The process of Islamization that has taken place in Pakistan, especially in the Zia years, raised considerable concern about criminal law. In February 1979, President Zia promulgated a new legal code for Pakistan based on Islamic law and established the Federal Shariat Court to hear appeals arising from the new code. The Federal Shariat Court also has extensive other powers (see Role of Islam , ch. 4). It lies within the discretion of the court of first instance to decide whether to try a case under civil or sharia law. If the latter, then the appeals process goes to the Federal Shariat Court, rather than to the high courts.
Sharia law was not intended to replace the criminal code but to bring specific parts of it into accordance with the Quran and the sharia. Its most notable provisions are contained in the hudood (sing., hadd) ordinances promulgated in 1979. The first ordinance deals with offenses against property, the second with zina (adultery) and zina-bil-jabr (rape), the third with qazf (false accusation of zina), and the fourth with prohibition of alcoholic beverages. Under the ordinances, there are two levels of cases: hudood cases, which have particularly strict Islamic evidentiary requirements and call for specific “Islamic” punishments; and tazir cases, where the evidence requirements are less strict and the punishments less draconian.
A later decision by the Federal Shariat Court has made defiling the name of the Prophet Muhammad punishable by a mandatory death penalty. This decision has raised concerns in Pakistan’s small Christian community and especially among the badly persecuted Ahmadiyya religious minority. Orthodox Pakistani Muslims consider Ahmadiyyas heretical, and the group has been prohibited from asserting any claim to being Muslim — even the use of everyday Islamic greetings.
As a hadd crime, rape is punishable by hanging; adultery and fornication, as well as qazf, by stoning to death. Crimes against property of substantial value call for amputation of hands or feet. Public drunkenness and, in the case of Muslims, any consumption of alcohol, is punishable by flogging.
For the most part, Islamic punishments have not been carried out, the sole exception being flogging, which has been imposed primarily for tazir crimes, as well as for narcotics-related crimes. In addition, alleged political crimes also resulted in flogging during the last period of martial law (1977- 85). Hudood sentences of amputation have been passed but either have been reversed on appeal or have not been carried out. Occasional stonings for adultery have always taken place in tribal and other rural areas, but no sentence of stoning under the 1979 hudood laws has been carried out.
The Federal Shariat Court has been involved mainly with noncriminal matters, aside from the review of hudood convictions, which in most cases the Federal Shariat Court has reversed. In other matters, such as provision of equal treatment under the law and requirement for a standard of evidence, its application of Islamic principles has even served as a liberalizing factor, including in the military justice system. Overall, as of early 1994 Islamic legal intrusions have had only a limited effect on criminal law, although the potential for growth is there, especially under the more activist leadership that the Federal Shariat Court has shown since 1990.

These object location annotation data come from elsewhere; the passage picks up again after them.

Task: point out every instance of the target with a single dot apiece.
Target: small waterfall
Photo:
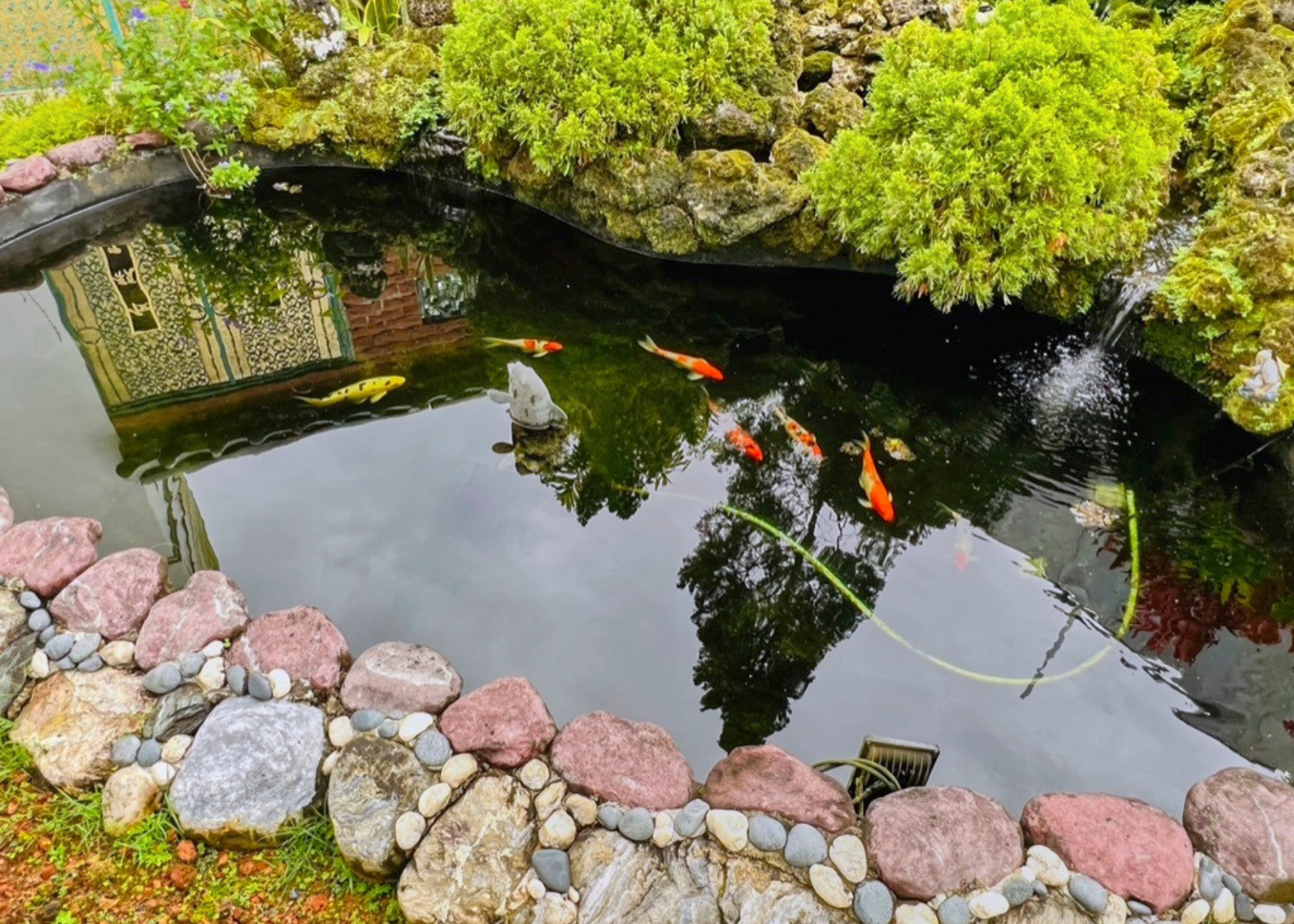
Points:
(1142, 280)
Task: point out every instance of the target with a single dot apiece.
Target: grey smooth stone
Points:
(637, 825)
(60, 646)
(805, 846)
(84, 648)
(367, 720)
(955, 910)
(433, 748)
(874, 903)
(691, 818)
(610, 815)
(149, 753)
(388, 729)
(768, 834)
(162, 679)
(553, 867)
(258, 686)
(1090, 893)
(1017, 891)
(124, 750)
(1210, 880)
(191, 664)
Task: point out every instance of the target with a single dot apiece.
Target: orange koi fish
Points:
(799, 434)
(870, 480)
(697, 368)
(535, 348)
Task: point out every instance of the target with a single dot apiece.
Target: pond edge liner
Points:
(510, 738)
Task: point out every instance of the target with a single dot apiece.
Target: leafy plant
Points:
(571, 81)
(1006, 157)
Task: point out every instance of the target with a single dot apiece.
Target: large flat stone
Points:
(113, 596)
(250, 773)
(48, 554)
(209, 608)
(72, 720)
(402, 677)
(1245, 821)
(373, 784)
(621, 761)
(941, 839)
(469, 866)
(1126, 846)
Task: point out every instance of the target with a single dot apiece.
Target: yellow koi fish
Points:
(367, 390)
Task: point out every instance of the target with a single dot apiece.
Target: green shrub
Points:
(572, 81)
(1007, 155)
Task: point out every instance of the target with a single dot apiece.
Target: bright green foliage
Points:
(1006, 157)
(574, 79)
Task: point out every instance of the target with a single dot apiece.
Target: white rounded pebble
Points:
(1224, 908)
(989, 905)
(663, 830)
(729, 827)
(212, 674)
(414, 724)
(915, 914)
(341, 732)
(549, 800)
(850, 858)
(558, 831)
(583, 809)
(118, 653)
(175, 748)
(458, 769)
(409, 830)
(535, 775)
(1196, 913)
(280, 684)
(1049, 866)
(435, 799)
(162, 774)
(39, 669)
(830, 887)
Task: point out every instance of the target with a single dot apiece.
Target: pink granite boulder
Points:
(83, 153)
(114, 596)
(302, 641)
(1126, 846)
(941, 839)
(1245, 821)
(48, 554)
(765, 778)
(504, 722)
(402, 677)
(27, 175)
(210, 608)
(615, 760)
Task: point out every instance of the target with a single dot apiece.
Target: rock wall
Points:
(486, 812)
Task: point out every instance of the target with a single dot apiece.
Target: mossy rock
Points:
(830, 110)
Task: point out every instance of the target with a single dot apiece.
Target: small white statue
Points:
(528, 400)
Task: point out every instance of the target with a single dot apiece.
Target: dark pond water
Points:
(152, 381)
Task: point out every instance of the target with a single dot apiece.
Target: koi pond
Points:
(638, 560)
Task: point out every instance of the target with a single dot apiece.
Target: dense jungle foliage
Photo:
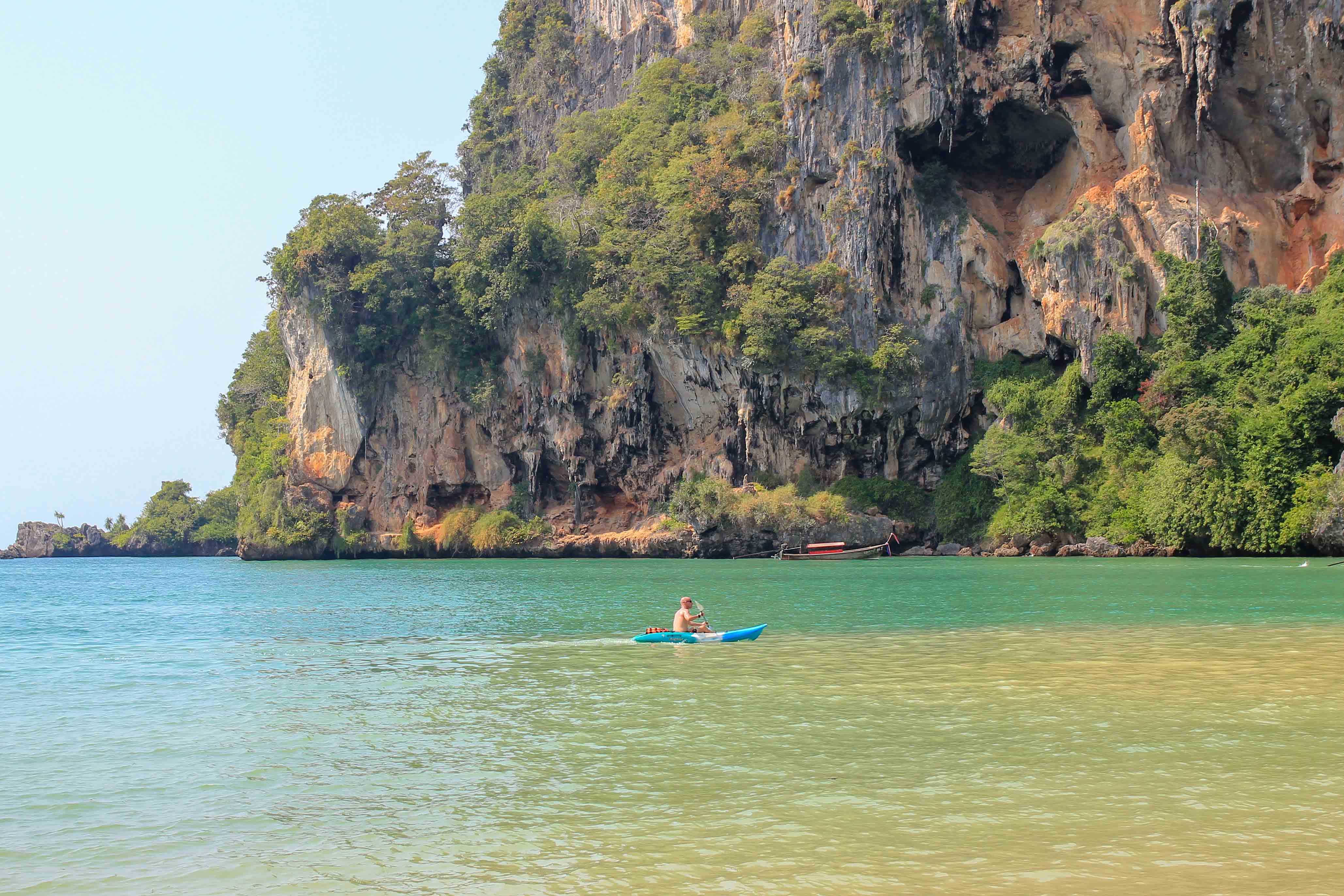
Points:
(1220, 440)
(647, 217)
(172, 520)
(640, 217)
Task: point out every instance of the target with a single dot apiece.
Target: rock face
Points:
(50, 540)
(1073, 137)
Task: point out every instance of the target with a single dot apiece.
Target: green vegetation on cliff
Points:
(1218, 441)
(252, 418)
(642, 217)
(172, 520)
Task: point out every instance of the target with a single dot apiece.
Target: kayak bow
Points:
(699, 637)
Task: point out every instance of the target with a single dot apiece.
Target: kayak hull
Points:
(701, 637)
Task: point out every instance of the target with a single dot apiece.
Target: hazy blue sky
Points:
(151, 155)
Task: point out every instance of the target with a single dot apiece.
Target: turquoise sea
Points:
(931, 726)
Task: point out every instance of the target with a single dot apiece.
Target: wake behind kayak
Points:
(699, 637)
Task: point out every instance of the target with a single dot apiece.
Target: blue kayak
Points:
(701, 637)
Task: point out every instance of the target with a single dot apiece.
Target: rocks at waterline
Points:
(37, 540)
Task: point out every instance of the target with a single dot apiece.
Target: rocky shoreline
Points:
(654, 538)
(37, 540)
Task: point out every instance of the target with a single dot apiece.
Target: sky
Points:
(151, 155)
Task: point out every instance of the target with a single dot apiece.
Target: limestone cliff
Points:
(1079, 137)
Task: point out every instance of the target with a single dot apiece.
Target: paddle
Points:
(703, 618)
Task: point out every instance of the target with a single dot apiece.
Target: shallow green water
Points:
(939, 726)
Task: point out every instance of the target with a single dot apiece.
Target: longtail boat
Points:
(832, 551)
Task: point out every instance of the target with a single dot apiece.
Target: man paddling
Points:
(683, 621)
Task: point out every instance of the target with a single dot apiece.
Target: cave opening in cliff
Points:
(1014, 142)
(1230, 40)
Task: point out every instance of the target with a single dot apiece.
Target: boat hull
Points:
(701, 637)
(856, 554)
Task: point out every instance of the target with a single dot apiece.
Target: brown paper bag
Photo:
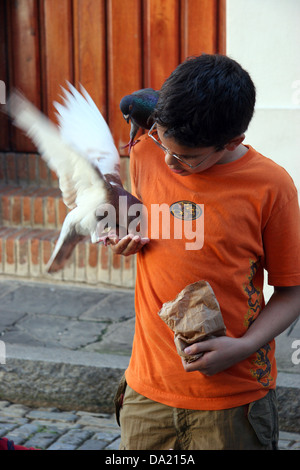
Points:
(194, 316)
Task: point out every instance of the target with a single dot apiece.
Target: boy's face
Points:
(199, 158)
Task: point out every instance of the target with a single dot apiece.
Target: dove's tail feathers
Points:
(83, 127)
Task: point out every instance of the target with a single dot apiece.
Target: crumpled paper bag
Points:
(194, 316)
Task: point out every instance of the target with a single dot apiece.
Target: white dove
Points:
(82, 153)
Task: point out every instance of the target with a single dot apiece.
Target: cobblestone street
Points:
(51, 429)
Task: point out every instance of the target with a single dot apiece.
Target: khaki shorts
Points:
(148, 425)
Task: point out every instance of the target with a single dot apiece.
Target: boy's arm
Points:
(128, 245)
(223, 352)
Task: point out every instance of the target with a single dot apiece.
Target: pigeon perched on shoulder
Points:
(82, 153)
(138, 108)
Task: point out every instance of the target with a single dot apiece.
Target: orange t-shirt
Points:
(245, 219)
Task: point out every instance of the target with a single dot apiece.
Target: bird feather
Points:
(82, 154)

Among the more notable peculiarities of the new enactments is the issue of rape (zina-bil-jabr). On the one hand, the crime is rarely proven because four adult Muslim males of good reputation must appear as witness to the act. If the charge fails, then the woman who has brought it can be punished for false accusation (qazf) or, more commonly, for adultery (zina) herself because through her charge she has admitted an illicit sexual act. In 1991 two-thirds (some 2,000) of the women imprisoned in Pakistan were being held on such charges. This treatment, of course, has a very chilling effect on women who are raped.
Laws passed in the 1980s give the victim of a murder or other violence, or the victim’s heirs, the right to inflict an equivalent harm. At the same time, however, there is a legal alternative in payment of blood money, which enables wealthy Pakistanis to avoid punishment by paying money. Under the law, only half of the amount must be paid if the victim is female.

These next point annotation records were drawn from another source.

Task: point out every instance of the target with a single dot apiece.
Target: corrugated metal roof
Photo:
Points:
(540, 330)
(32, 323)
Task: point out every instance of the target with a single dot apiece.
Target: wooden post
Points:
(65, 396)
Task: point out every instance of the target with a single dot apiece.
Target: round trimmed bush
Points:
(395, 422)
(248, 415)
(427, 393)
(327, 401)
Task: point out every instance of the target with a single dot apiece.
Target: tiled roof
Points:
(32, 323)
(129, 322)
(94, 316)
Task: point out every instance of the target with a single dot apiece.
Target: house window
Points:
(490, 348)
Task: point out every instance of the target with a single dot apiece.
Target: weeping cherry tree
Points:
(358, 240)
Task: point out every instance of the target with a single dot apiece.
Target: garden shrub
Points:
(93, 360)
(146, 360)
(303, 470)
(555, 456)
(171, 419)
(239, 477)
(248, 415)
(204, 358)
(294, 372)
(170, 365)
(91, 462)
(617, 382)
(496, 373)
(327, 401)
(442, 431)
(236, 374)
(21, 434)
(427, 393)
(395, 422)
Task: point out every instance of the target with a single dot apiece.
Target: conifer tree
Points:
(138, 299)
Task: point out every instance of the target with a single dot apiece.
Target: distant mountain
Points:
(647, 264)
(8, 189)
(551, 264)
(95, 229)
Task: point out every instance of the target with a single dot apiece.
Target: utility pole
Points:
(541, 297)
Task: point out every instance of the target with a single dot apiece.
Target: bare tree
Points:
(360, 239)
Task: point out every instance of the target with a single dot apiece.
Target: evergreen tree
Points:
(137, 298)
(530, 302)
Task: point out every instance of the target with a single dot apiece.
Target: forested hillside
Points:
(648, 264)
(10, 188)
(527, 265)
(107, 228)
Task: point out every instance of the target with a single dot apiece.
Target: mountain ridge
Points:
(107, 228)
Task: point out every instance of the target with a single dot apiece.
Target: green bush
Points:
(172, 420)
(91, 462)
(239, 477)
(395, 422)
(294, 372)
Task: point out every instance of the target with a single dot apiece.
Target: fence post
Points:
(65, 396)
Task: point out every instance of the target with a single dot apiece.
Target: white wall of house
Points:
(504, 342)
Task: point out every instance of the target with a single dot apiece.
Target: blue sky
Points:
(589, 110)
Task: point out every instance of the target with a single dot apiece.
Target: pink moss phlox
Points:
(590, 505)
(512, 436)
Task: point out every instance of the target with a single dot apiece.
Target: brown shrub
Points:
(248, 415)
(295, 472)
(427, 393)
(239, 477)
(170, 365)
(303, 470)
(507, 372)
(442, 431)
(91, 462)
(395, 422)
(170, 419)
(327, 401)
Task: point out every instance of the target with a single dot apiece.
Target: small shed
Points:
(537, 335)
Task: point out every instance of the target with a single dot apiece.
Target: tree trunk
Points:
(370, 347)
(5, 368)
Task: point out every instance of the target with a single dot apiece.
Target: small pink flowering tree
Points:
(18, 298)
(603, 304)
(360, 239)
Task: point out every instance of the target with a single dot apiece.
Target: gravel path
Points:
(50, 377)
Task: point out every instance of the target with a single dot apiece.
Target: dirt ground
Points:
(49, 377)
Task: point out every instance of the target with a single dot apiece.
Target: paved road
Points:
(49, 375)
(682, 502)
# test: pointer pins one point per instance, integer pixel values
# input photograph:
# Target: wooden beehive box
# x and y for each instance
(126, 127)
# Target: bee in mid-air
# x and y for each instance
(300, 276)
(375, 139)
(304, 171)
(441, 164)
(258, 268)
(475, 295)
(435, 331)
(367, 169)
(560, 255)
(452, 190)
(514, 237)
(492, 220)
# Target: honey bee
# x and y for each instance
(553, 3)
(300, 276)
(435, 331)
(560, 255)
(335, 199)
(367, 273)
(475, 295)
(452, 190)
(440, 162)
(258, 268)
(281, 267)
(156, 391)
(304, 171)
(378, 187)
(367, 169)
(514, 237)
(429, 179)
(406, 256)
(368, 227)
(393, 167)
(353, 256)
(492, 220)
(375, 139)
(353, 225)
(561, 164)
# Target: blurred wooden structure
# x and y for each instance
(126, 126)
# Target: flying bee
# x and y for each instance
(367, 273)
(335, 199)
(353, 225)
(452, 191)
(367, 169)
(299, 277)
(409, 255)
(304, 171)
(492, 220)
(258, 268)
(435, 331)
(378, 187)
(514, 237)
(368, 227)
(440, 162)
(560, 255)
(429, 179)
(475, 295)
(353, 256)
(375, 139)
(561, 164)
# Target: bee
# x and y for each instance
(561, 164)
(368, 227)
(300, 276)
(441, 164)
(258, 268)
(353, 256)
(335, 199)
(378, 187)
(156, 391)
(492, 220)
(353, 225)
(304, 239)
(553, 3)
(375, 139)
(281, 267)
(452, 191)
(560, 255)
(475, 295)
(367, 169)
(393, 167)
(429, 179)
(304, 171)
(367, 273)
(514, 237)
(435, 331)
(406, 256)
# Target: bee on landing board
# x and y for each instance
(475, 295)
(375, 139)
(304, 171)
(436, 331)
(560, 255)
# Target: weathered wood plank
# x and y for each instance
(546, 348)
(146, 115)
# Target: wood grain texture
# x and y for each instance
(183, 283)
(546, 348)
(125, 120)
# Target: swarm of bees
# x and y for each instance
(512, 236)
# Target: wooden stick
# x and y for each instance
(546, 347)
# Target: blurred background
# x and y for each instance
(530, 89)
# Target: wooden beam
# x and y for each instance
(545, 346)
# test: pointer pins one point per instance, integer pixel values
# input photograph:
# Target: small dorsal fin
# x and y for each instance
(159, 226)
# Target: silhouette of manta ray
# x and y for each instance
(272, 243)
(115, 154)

In 1984 parts of the Indian Evidence Act of 1872 were changed with much fanfare to meet Islamic criteria, but there was little substantial change. Demands by Islamic enthusiasts that the testimony of two women be considered the equivalent of that of one man were met only symbolically. The hudood ordinances, however, do contain evidential provisions that discriminate sharply against women.
In May 1991, the National Assembly passed the Shariat Bill, intended to bring the entire justice system into accord with Islamic norms. These norms had not yet been established, and, as of early 1994, no serious attempt had been made to draft and pass the laws and constitutional amendments that would be required. Many observers believed that the act was meant as an empty sop to Islamist extremists, but it seemed likely that there would be constant pressure to implement the act more fully.
In December 2006 President Musharraf signed into law the Women’s Protection Bill of 2006, which amended the Hudood Ordinance and moved cases of rape and adultery to secular rather than Shari’a courts. Previously, the Hudood Ordinance, which criminalizes rape, extramarital sex, property crimes, alcohol, and gambling, often relied on harsh and discriminatory interpretations of Qur’anic standards of evidence and punishment that applied equally to Muslims and non-Muslims. If Qur’anic standards are used, Muslim and non-Muslim and male and female testimony carry different weight. President Musharraf also ordered the release of all women imprisoned under the Hudood Ordinance. Approximately 2,500 women have been released.
The 2009 Nizam-e-Adl bill was tabled in the Parliament and all the major political parties, except Muttahida Qaumi Movement (MQM), voted for the bill and it became a law in no time. On 13 April 2009, President Asif Ali Zardari, the 11th president of Pakistan, signed Nizam-e-Adl Regulation 2009. Prime Minister Yousuf Raza Gilani said that by supporting the implementation of the agreement signed by the provincial government, the National Assembly was respecting the mandate, desire and the will of the Provincial Government. Proponents of the peace deal and the new law argue that the new Shari’a law is merely an adjustment to similar regulations first implemented in 1994 and 1999.
On 15 April 2009 White House spokesman Robert Gibbs said President Barack Obama’s Administration believed that “solutions involving security in Pakistan don’t include less democracy and less human-rights…. The signing of that denoting strict Islamic law in Swat valley goes against both those principles … We are disappointed that parliament did not take into account legitimate concerns around civil and human rights,” he added.
The Nizam-e-Adl law made procedural changes in the judicial system of Malakand District in NWFP, which includes Swat and Buner. It establishes a Shariah bench, or Darul Quza, in Malakand Division, empowered to make final decisions, with the last court of appeal being the Federal Shariat Court. The jurisdiction of Supreme Court to the PATA areas was only extended by an ordinary legislation in 1973, so the law does not infringes on any fundamental constitutional rights. Existing judicial officers would continue to preside over the courts in Malakand and Kohistan, with criminal and civil cases to be disposed of in four and six months, respectively. The Nizam-e-Adl Regulation (NAR) 2009 envisages no role whatsoever for the Taliban or the Tehrik-e-Nifaz-e-Shariat-e-Mohammadi (TNSM) in the running of the new justice system. There will be no Taleban-run courts, and the interpretation of Sharia will be done by Qazi nominated by the government.
NWFP Chief Minister Ameer Haider Hoti said that the provincial government’s step “will not only result in provision of speedy justice to the people of Malakand but will also help in the establishment of peace and stability in the region.” The Taliban stuck to the cease-fire it agreed to when the deal was struck, but the Taliban fighters had not disarmed nor broken up their organization.